No, you can't act against the interests of the company as a voting shareholder (or any for that matter, you can't buy shares and dump them at a lower price repeatedly for example effectively spending money to devalue the company).
Depending on the shareholder agreement you will also be bound to additional guidelines to deal with conflict of interests and voting etiquette.
A malicious actor could probably do a lot of damage just by stalling and increasing bureaucracy without going "against the interests of the company" in an illegal way.

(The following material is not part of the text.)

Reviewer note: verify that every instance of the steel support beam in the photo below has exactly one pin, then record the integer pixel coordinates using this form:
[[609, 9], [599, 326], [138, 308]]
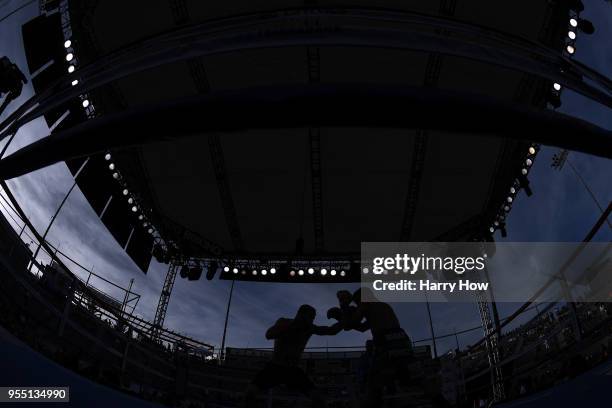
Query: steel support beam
[[282, 107]]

Not really the SHA has clauses about that (usually under the deadlock provisions https://en.wikipedia.org/wiki/Deadlock_provision), in most cases if you don't show up for a vote or intentionally block it you will be removed, additionally normally shares that you buy as an investment if they come with voting rights would come tied to a voting proxy that proxy is usually the chairman so if you don't show up for a meeting the chairman would vote on your behalf.
Pretty much there isn't that much mess you can do, the SHA will be defined to protect the company, you can't act against the interest of the company, you can't dump the shares since the other shareholders have the right of refusal and there are 101 other regulations.
You also need to remember that in most cases there is no need of a unanimous vote of all shareholders, public companies usually follow the 51% rule which means that if you control 51% of the shares you control the company.
There will not be many cases where company operate without a designated majority shareholder, this would scare of investors, the minority shareholders also don't share in any of the revenue of the company unless the company is sold or a dividend is declared so effectively minority stock is "worthless" in most cases and is only used as an investment.
If you own 49% of the company you would only ever see any money if the company is sold, or the majority decided to grant dividends and you effectively can only sell that stock to the company/majority shareholder unless they refuse it and based on the specifics of the SHA they are also allowed to block sells to other parties.
Depending on the shareholder agreement you will also be bound to additional guidelines to deal with conflict of interests and voting etiquette.